Solving Crosswords with Information Retrieval

Jworthy
3 min readDec 16, 2020

James Worthington

As a new crossword enthusiast, both as a solver and writer, I’ve become acquainted with some common trends among puzzles’ clues and answers. In order to accommodate the format, many words have become commonplace due to being short words with plenty of vowels or other common letters. To list a few examples, “EON”, “ASP”, and “MAO” are familiar terms to any who dabble in the world of crossword puzzles.

Seeing these commonalities, I was drawn towards the possibility of creating a system that could search for crossword answers based on the provided clue, and letter pattern of the word (i.e. “a five letter word starting with R”).

In order to undertake this task, I would need an adequate amount of relevant data. First and foremost, I collected crossword clues and answers from hundreds of previous New York Times crosswords. To augment this data, I also collected dictionary definitions, to ensure that my database had a plethora of words to select from. After all the proper parsing was said and done, I had over 450,000 words in my database, all paired with definitions and clues in previous crosswords. For a sample, let’s see the database entries for those three common crossword answers I mentioned before: eon, asp, and Mao.

To create a viable system, the program will need to be able to look at all relevant words, and see how well they match the user-provided clue. If the user entered A?? (Three-letter word starting with ‘A’) as the word’s pattern, and ‘Egyptian biter’ as the clue, then the program would only look at words of the appropriate length starting with ‘A’ and query their former clues and definitions to see how well they match the user-provided clue ‘Egyptian biter’.

Naively, we can just check for the presence of the words ‘Egyptian’ and ‘biter’ in the previous clues, and the word that has the most matches is our best suggestion. Of course, this has a number of obvious limitations. Variants of the words in the user-provided clue (‘Egypt’ instead of ‘Egyptian’ or ‘bites’ instead of ‘biter’) would not contribute towards the relevance score of the target word. To solve for this issue, I use spaCy’s word similarity functionality to determine how similar two texts are. Without getting into details, this will allow us to determine how similar to terms are in a much more robust manner. Synonyms have high similarity scores, as do different tenses and pluralities of the same word, which allows for more accurate determinations of whether a word is relevant or not.

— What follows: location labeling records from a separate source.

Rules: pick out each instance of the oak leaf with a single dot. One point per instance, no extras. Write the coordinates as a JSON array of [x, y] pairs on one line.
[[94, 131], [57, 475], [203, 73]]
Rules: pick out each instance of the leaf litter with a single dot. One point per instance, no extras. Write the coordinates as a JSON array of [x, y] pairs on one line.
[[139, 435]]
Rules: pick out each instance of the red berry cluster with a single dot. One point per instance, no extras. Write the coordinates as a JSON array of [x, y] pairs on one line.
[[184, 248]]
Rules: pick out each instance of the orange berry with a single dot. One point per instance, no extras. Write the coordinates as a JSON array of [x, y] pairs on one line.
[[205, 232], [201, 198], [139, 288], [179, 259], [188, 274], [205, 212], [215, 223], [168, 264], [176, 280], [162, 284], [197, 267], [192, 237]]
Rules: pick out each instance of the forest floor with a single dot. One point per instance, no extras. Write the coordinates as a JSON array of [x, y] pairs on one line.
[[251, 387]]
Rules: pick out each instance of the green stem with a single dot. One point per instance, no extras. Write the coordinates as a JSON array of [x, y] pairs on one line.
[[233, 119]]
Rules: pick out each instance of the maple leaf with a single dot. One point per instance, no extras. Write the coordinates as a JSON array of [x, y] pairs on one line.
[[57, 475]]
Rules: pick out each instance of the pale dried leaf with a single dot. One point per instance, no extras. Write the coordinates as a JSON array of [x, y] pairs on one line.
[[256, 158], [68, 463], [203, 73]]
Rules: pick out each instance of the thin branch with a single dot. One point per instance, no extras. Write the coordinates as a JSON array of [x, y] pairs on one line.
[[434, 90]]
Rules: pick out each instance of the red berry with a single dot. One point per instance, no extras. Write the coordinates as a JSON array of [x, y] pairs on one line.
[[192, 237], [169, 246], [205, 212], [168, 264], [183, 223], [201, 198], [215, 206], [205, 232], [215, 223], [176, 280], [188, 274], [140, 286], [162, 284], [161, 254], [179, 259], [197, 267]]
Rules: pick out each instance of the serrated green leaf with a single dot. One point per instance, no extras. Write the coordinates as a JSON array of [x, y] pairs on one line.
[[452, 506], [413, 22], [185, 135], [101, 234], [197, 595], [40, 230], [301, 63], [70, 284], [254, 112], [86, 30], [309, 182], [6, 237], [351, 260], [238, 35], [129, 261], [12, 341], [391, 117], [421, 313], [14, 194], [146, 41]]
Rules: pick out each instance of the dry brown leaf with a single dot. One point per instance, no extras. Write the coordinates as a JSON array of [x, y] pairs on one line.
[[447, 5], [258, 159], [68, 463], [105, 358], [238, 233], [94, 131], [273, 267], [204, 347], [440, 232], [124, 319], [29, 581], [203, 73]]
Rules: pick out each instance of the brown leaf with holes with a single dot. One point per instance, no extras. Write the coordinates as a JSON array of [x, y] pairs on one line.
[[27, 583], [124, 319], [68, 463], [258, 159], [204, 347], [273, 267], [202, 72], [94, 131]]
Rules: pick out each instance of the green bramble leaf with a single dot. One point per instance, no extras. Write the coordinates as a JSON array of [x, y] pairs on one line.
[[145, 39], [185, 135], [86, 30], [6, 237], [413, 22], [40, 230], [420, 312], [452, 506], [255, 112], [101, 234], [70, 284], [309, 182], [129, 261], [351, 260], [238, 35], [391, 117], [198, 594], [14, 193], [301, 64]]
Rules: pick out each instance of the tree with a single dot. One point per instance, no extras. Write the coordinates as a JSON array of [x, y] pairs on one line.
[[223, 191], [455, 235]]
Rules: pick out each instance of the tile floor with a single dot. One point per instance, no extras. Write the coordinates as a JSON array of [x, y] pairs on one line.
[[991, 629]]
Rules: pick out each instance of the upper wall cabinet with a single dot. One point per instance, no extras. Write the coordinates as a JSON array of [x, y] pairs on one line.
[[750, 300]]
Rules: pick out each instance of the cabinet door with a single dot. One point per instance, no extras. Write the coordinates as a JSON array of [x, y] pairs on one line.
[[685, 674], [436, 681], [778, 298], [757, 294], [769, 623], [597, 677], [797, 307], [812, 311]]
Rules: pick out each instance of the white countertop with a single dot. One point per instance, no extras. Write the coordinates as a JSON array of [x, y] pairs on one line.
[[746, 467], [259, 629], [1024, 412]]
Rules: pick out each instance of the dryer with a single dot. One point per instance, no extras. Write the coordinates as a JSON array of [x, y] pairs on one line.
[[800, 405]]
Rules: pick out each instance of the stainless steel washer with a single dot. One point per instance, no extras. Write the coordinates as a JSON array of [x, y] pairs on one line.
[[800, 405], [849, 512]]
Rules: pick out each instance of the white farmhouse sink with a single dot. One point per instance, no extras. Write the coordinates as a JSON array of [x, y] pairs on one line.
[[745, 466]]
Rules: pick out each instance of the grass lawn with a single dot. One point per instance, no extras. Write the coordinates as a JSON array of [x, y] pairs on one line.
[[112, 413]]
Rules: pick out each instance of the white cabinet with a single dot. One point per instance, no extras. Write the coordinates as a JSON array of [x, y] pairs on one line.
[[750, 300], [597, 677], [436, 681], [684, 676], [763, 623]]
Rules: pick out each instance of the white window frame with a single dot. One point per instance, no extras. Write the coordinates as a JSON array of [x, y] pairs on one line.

Using this method, our system returns ‘ASP’ as its top suggestion for the provided clue. When tested on clues from real crossword puzzles, not included in the database, the program returns the correct answer in its top ten suggestions 49.35% of the time, or 64.29% of the time if one letter in the word’s pattern is provided, a common case when solving crosswords.

Of course, the joy of crosswords is not in finishing them, but in figuring out cryptic clues to intersecting answers. Moving forward, this program is an interesting exercise in the underlying structure of crosswords, but I wouldn’t plan on using it to help solve them. Nonetheless, we were able to leverage past data and similarity measurements to solve an interesting problem in the realm of information retrieval.